For J&J, tabling its $500 million network TV marketing budget until it is ready to make media purchase decisions is a sound business move. Rather than commit dollars during an upfront period that doesn't coincide with its business-planning cycle, the marketer is choosing to spend its money when and where it can-in line with its own budgeting and planning timelines.
It's a move considered risky by some-J&J could end up paying much more for TV powerhouses such as "Desperate Housewives" and "Grey's Anatomy."
But it's only as risky as the value placed on TV as an advertising medium. And this year, the landscape of media options is sufficiently lush to finally dilute TV's dominance as king of the jungle. In last week's online poll, a majority of Advertising Age readers said they expect the emphasis on the digital marketplace will minimize advance purchasing. In fact, 73% of voters said they did not think this year's network TV upfront would top last year's $9.1 billion.

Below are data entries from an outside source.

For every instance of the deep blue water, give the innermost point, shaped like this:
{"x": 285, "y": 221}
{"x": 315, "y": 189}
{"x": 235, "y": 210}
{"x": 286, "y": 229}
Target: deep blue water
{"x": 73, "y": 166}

J&J, in fact, is already entering the thicket of alternative media platforms. It is a client of Interpublic Media, which is embarking on an unprecedented deal with TiVo through its Emerging Media Lab. But even before this opportunity, J&J had appeared on TiVo. Clearly, the marketer must be at least somewhat satisfied with its forays: According to people who have spoken with its executives, the company plans to shift 20% or more of its marketing budget to nontraditional media.
Certainly, followingJ&J's lead makes more sense for some marketers than others. Such decisions are subject to variables such as the time-sensitivity of certain offerings and new-product launches. But shouldn't those issues, rather than the media-selling system, be the deciding factors? And J&J's move can be interpreted as a show of a marketer's unwillingness to be strong-armed into being held to the networks' long-dominant timetable.
It's about time the marketers-those spending the money-made the networks dance to their tune, rather than the other way around.